13 Giugno 2019 in Domande e risposte

La scadenza per il versamento dell'acconto IMU e TASI per il 2019 è lunedì' 17 giugno 2019 in quanto l'ordinaria scadenza del 16 cade di domenica. In occasione di questo adempimento facciamo un riepilogo della disciplina TASI.
Si ricorda che IMU- TASI e TARI formano la IUC, l'imposta unica comunale che si basa su due presupposti impositivi
  • il possesso degli immobili
  • l’erogazione/fruizione di servizi comunali.
Per quanto riguarda la TASI  (Tributo per i servizi indivisibili), il suo presupposto impositivo è il possesso o la detenzione a qualsiasi titolo di fabbricati, di aree scoperte edificabili e non, a qualunque uso adibiti. Sono esclusi i terreni agricoli e le aree edificabili possedute e/o condotte da coltivatori diretti e IAP.

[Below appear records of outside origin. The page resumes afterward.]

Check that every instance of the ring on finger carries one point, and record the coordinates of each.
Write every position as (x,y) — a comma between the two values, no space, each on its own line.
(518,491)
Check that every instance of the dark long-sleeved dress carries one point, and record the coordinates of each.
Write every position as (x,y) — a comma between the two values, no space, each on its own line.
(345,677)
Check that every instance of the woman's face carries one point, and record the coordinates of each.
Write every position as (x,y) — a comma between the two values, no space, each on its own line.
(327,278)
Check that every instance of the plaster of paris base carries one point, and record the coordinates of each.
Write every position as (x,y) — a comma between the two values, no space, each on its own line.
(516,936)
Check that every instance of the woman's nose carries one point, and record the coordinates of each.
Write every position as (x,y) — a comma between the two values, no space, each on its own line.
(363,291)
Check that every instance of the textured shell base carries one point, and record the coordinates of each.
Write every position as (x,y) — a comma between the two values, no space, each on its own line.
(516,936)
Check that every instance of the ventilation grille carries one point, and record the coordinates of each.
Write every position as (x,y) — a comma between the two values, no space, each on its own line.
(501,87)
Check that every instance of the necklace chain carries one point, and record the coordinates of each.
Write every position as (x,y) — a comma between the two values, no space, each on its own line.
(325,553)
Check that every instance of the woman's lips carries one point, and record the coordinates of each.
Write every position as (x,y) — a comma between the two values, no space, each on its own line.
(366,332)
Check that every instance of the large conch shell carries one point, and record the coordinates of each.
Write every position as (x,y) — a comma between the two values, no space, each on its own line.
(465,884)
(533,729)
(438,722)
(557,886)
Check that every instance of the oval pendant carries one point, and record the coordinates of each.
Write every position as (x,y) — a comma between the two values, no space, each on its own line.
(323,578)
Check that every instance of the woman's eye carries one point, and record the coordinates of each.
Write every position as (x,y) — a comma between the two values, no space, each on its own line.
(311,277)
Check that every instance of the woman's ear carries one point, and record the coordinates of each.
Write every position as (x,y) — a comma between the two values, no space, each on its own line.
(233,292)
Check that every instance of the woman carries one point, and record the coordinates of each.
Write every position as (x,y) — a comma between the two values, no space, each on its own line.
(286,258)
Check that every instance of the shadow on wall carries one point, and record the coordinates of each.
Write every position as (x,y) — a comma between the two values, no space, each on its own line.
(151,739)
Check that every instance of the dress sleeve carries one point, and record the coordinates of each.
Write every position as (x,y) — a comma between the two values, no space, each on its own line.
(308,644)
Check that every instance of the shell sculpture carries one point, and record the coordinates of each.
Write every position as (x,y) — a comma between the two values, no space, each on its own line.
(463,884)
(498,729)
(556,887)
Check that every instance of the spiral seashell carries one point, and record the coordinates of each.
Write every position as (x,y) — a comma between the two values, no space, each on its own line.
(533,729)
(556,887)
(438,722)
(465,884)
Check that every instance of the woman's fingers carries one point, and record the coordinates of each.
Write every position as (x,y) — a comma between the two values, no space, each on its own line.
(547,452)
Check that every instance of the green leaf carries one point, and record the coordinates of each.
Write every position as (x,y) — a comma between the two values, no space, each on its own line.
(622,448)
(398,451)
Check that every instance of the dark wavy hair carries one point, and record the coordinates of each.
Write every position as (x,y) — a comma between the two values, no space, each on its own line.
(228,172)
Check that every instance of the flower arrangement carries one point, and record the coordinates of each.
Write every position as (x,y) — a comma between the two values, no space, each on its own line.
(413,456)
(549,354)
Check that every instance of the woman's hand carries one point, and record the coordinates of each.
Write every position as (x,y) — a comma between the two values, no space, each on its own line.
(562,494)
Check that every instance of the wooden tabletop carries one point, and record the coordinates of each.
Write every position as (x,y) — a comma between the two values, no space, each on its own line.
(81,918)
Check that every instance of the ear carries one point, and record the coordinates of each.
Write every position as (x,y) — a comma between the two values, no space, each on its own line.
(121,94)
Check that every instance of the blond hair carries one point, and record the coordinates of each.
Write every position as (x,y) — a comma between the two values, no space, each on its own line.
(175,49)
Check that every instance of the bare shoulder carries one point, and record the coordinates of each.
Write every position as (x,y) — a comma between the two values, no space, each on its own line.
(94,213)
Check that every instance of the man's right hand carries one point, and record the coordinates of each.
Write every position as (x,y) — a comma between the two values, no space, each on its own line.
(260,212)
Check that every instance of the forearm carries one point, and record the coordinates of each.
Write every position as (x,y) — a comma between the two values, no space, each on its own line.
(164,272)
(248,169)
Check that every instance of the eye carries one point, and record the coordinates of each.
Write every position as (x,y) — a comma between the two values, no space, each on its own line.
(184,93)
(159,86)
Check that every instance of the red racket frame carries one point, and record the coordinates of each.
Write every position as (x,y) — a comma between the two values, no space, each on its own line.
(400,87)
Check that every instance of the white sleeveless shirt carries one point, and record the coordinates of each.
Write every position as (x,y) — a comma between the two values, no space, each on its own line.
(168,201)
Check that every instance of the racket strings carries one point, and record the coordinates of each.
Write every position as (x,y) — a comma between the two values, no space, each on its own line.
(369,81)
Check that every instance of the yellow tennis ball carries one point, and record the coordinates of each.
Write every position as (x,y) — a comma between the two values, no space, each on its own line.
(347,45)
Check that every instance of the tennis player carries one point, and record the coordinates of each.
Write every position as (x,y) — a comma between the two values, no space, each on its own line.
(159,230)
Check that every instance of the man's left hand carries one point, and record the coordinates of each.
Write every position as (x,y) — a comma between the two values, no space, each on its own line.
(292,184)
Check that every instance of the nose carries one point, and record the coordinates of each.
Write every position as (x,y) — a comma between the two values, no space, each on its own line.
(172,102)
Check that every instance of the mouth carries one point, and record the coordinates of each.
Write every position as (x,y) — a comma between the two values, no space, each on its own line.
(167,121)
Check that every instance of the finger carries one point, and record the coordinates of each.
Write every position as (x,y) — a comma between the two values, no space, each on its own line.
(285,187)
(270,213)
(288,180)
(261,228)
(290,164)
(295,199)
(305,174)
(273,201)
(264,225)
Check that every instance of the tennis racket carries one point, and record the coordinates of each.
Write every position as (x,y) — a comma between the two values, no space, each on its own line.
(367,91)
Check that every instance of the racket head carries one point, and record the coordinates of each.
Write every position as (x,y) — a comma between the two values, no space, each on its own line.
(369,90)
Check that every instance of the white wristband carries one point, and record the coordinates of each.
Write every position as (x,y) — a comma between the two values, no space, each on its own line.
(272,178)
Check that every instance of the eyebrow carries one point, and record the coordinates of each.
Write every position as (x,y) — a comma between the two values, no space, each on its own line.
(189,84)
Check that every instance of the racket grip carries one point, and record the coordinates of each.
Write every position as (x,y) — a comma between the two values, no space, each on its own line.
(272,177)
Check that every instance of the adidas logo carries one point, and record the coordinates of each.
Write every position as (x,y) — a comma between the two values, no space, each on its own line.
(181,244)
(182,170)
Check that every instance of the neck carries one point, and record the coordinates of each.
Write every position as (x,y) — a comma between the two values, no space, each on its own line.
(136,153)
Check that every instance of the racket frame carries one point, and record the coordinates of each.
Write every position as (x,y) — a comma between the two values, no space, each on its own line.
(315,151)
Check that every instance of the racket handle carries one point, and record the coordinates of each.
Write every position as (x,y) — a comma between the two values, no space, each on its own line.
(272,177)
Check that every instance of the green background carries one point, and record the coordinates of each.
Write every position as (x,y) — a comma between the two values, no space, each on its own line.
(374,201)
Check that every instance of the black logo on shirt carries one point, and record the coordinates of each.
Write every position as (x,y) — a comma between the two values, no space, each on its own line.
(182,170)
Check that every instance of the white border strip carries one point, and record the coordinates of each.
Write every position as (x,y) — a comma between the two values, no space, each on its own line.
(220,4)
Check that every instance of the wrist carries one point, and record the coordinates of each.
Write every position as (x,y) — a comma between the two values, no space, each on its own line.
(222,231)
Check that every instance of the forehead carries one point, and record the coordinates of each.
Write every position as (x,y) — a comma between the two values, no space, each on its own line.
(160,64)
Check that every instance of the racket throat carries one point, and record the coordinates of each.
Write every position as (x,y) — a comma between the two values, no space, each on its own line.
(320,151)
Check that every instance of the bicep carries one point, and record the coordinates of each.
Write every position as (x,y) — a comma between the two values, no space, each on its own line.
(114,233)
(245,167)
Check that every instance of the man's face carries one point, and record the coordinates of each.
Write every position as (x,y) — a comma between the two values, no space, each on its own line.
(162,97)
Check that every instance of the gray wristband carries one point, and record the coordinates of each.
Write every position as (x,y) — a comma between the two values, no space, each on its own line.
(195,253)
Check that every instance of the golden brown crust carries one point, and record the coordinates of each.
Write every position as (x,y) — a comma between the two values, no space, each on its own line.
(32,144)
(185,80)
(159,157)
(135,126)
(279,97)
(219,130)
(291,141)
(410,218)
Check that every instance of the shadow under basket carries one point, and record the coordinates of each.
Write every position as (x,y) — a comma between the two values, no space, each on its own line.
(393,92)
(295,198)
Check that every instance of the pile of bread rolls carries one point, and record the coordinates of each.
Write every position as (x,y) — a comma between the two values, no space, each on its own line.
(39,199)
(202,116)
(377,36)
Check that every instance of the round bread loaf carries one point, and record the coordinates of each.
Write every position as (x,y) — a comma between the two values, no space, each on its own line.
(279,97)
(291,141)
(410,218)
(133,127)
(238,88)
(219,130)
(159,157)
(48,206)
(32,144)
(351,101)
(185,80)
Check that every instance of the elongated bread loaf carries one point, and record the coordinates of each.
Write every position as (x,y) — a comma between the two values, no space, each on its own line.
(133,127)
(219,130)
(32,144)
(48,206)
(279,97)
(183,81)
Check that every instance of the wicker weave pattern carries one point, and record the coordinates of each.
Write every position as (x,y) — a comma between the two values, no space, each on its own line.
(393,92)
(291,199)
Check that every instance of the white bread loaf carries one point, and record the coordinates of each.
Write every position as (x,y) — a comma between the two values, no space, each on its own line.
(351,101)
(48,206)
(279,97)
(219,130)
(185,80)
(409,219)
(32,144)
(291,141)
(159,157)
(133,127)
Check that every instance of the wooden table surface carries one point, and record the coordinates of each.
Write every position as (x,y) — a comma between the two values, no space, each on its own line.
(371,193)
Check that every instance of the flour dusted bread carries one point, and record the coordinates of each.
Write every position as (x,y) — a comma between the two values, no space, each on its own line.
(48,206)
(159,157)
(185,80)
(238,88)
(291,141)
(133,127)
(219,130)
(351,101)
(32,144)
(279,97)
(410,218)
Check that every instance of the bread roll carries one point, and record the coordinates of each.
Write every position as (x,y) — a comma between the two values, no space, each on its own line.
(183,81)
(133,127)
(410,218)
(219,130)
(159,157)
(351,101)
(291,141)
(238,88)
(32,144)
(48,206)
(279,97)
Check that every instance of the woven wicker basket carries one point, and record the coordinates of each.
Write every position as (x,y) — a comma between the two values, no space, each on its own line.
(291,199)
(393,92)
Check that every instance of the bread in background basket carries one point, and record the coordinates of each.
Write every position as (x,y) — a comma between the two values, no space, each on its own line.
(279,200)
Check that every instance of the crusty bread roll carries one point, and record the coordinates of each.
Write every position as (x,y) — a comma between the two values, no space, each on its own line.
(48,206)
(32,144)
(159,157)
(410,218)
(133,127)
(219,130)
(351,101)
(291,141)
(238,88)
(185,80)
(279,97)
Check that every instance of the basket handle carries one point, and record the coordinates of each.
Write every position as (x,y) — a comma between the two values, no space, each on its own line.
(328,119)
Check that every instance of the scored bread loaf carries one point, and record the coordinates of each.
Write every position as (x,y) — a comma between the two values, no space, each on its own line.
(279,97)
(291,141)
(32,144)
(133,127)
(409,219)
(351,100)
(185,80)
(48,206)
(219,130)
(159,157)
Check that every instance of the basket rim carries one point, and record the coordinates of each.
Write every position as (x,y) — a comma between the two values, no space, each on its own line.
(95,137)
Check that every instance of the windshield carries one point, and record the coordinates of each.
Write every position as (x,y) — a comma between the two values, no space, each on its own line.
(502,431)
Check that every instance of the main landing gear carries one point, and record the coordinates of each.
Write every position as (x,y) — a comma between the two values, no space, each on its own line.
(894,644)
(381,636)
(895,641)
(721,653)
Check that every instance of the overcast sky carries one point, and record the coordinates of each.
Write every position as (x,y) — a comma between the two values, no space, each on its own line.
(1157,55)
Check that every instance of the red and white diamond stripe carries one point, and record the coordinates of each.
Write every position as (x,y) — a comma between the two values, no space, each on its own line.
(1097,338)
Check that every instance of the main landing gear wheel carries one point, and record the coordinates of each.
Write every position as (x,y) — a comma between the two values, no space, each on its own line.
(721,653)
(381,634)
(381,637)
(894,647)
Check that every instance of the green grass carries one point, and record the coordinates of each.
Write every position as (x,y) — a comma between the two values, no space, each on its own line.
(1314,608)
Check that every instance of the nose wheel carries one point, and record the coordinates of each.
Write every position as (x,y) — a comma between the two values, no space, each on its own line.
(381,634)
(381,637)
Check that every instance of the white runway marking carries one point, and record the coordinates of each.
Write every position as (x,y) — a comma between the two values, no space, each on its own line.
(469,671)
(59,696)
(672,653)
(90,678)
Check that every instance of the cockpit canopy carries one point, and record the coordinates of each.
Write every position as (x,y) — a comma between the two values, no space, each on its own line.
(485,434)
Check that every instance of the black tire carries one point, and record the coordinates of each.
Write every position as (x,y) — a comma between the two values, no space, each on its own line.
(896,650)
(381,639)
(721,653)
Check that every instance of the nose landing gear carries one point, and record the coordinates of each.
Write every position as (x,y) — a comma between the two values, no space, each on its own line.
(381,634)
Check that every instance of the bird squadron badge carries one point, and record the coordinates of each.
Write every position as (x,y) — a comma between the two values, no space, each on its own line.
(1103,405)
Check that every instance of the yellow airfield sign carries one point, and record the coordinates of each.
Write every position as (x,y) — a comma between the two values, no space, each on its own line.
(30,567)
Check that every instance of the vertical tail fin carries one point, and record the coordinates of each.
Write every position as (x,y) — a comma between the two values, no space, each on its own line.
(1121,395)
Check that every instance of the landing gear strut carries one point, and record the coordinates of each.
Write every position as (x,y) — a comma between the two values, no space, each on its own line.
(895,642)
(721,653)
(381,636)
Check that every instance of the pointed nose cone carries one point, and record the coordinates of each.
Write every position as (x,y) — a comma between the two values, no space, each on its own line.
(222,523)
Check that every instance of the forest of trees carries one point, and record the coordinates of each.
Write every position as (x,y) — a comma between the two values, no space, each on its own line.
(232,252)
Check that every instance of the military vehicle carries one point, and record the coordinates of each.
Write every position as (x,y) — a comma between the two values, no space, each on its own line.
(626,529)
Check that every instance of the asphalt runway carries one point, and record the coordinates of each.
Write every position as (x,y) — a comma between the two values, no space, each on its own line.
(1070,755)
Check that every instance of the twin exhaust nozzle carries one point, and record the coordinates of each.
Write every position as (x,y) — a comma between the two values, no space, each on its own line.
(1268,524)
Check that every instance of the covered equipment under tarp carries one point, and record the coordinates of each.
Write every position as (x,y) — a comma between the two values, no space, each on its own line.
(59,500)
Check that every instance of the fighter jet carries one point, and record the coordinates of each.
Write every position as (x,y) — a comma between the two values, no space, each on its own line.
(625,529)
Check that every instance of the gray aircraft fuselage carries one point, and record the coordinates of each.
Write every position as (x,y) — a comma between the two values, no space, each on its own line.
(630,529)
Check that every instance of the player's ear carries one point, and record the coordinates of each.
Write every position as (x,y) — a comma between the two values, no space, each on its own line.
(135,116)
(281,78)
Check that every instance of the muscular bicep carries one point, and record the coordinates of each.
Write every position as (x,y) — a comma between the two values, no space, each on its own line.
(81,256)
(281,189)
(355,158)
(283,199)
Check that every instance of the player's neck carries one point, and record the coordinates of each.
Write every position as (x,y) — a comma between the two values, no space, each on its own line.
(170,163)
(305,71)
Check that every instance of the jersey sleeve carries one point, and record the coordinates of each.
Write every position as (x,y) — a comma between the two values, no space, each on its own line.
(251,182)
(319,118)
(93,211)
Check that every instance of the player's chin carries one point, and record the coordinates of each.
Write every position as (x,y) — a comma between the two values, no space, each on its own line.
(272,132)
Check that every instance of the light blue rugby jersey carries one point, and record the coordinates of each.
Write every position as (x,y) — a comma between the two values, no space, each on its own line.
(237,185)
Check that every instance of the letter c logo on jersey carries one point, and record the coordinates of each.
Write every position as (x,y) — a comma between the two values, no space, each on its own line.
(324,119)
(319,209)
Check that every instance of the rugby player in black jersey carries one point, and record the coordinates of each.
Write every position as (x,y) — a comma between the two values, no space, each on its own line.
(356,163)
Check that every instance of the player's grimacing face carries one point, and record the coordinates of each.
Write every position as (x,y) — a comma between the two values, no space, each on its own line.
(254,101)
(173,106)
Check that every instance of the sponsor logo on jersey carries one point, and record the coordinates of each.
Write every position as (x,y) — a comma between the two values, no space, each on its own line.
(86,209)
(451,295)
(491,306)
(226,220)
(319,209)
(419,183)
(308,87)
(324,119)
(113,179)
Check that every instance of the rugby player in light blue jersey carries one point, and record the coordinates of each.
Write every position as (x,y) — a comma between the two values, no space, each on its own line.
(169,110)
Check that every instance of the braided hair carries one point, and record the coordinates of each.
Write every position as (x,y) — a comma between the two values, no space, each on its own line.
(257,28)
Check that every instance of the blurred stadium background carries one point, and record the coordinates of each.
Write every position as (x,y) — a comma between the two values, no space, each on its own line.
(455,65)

Dal 2016 sono escluse anche le abitazioni principali, ad eccezione di quelle di lusso. Per poter usufruire dell’esenzione dal pagamento della TASI, l’immobile:

  • non deve essere “di lusso” (quindi non accatastato nelle categorie A/1, A/8 e A/9);
  • deve essere adibito ad abitazione principale, come definita ai fini IMU, dal possessore oppure dall’utilizzatore, nelle ipotesi di immobile dato in comodato o locazione. In quest'ultimo caso, se l’immobile costituisce abitazione principale per il detentore, la TASI è dovuta soltanto dal proprietario, nella percentuale fissata dal Comune ovvero nella misura del 90%, se il regolamento/delibera comunale non disciplina tale aspetto. L'esenzione si estende anche alle pertinenze dell’abitazione principale come definite ai fini IMU, e ai casi di assimilazione all’abitazione principale previsti dall’articolo 13, D.L. n. 201/2011.
 
Nel merito, l'aliquota della Tasi viene decisa dal Comune con delibera che è consultabile nell'albo pretorio e nel sito del Ministero delle Finanze.
I cittadini possono verificare le delibere comunali che sono state pubblicate sul sito del ministero delle Finanze MEF a questo link:
 

Si ricorda brevemente che in merito ai fabbricati appartenenti al gruppo catastale D, i coefficienti sono stata aggiornati con la pubblicazione del decreto MEF del 6 maggio 2019.